Kaplan-Meier Survival Curves and Feature Importance Analysis of Stroke Patients Receiving Standard and Specialized Enteral Nutrition. (A) Kaplan-Meier survival curve for patients receiving standard enteral nutrition showing survival probabilities over different follow-up times. (B) Kaplan-Meier survival curve for patients receiving specialized enteral nutrition. (C) Comparative Kaplan-Meier survival curve between standard and specialized nutrition groups. (D) Top 15 feature importances from the XGBoost model trained on the full patient cohort. (E) Top 15 feature importances from the XGBoost model for the specialized nutrition subgroup. (F) Top 15 feature importances from the XGBoost model for the standard nutrition subgroup

Log-Rank test results showed no statistically significant difference between the survival curves of the two nutrition types (p = 0.6543), indicating that both nutrition types had a similar impact on patient survival probabilities. Despite differences observed in Kaplan-Meier curves, the Log-Rank test suggests that these variations might be due to random fluctuations rather than actual effects of nutrition type. This finding provides important insights for clinical nutrition strategies, suggesting that other factors may need to be considered when choosing nutrition types for stroke patients.

Feature importance analysis

XGBoost model feature importance analysis

Using the XGBoost model, we conducted survival analysis on 81 stroke patients who received enteral nutrition from the MIMIC-IV database. Feature importance analysis identified the most influential factors for predicting survival time. The Charlson Comorbidity Index (CCI) was the most important predictor, with an F-score of 12.0, highlighting its critical role in evaluating long-term prognosis. Other significant features included minimum glucose value, age, and in-hospital mortality, each with an F-score of 5.0, indicating their importance in the predictive model. The model’s C-index was 0.80 on the test set, further validating its effectiveness in survival time prediction (Fig. 2D).

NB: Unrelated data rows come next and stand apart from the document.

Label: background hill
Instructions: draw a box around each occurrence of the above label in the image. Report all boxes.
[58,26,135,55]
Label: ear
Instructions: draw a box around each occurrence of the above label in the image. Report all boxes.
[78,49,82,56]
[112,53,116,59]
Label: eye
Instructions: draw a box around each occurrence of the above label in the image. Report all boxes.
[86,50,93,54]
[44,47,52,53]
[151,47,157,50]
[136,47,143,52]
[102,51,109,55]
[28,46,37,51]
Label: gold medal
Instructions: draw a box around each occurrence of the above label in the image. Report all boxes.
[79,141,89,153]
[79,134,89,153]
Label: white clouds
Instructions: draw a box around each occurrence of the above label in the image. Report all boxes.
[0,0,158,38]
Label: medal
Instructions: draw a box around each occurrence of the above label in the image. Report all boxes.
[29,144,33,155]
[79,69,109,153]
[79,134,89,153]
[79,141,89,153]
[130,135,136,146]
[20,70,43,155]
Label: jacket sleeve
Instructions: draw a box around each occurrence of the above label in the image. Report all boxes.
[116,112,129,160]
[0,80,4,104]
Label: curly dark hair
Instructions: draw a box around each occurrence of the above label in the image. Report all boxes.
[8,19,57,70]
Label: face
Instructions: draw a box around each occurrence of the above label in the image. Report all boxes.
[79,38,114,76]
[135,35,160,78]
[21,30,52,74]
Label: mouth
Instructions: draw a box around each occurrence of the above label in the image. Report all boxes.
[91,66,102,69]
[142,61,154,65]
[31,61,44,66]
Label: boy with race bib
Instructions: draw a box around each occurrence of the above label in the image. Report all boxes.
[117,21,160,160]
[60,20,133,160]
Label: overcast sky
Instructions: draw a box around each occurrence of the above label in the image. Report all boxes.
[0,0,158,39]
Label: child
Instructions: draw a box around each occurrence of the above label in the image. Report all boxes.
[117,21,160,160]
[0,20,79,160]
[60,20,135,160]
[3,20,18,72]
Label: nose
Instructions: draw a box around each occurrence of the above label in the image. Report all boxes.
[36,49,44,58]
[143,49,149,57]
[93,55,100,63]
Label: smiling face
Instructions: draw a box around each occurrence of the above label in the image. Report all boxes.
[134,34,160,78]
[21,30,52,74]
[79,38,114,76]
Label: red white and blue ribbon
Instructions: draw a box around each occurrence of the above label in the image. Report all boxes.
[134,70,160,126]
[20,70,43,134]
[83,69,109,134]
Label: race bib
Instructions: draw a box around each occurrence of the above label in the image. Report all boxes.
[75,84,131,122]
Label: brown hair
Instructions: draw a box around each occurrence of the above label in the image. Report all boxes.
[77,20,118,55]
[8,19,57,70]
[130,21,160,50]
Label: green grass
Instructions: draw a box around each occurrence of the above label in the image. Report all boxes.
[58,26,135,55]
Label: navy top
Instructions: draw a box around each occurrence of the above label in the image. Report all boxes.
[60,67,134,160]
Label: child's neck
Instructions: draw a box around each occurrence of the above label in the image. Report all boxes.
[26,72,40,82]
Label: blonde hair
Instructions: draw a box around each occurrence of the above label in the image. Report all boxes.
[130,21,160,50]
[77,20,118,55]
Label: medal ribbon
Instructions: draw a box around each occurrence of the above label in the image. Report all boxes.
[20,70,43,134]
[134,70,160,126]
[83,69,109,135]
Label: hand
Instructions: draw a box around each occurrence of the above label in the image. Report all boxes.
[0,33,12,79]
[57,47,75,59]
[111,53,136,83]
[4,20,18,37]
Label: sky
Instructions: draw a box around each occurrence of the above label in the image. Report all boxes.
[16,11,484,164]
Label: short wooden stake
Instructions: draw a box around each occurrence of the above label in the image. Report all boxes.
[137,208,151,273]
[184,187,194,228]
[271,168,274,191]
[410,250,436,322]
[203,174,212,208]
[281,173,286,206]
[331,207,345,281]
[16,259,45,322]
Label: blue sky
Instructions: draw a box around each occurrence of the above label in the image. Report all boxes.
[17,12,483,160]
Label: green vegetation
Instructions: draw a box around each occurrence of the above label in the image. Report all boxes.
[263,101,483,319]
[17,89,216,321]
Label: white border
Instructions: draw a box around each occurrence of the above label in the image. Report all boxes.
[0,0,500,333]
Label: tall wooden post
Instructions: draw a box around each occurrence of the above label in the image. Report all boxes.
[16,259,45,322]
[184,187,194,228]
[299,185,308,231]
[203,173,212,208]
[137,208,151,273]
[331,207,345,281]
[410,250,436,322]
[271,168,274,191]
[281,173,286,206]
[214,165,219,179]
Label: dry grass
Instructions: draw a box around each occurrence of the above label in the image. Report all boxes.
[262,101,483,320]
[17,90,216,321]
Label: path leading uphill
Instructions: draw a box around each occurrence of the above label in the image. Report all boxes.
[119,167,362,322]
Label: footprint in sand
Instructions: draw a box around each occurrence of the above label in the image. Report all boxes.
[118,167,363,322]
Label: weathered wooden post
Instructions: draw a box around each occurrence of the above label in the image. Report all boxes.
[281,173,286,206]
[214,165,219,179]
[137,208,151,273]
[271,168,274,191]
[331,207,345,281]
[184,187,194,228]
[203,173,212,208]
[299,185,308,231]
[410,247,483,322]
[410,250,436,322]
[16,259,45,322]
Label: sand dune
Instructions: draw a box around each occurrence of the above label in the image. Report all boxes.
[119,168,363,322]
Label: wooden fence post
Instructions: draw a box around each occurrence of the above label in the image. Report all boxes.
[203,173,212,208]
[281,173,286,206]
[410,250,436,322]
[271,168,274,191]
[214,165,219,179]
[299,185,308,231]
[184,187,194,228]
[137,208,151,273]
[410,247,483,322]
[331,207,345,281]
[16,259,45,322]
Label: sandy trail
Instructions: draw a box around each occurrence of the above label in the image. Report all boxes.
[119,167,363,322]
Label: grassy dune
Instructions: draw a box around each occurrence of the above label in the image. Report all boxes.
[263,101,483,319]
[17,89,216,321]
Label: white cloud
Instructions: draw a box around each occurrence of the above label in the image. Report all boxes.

Feature importance analysis for different nutrition types (Standard vs. Specialized nutrition)

In this study, we compared the impact of Standard and Specialized nutrition types on the survival time of stroke patients. The model’s predictive performance was assessed using the C-index, with the Standard nutrition group achieving a perfect C-index of 1.00, demonstrating flawless prediction accuracy. The feature importance analysis of the XGBoost machine learning model showed that age was the most critical predictor in the Standard nutrition group, with an F-score of 5.0. In contrast, the Specialized nutrition group had a C-index of 0.85, indicating good predictive accuracy, and the most important feature in this group was the in-hospital mortality marker, with an F-score of 5.0. These results provide valuable insights for optimizing clinical nutrition interventions, emphasizing the differences in survival time prediction factors between the two nutrition types (Fig. 2E and F).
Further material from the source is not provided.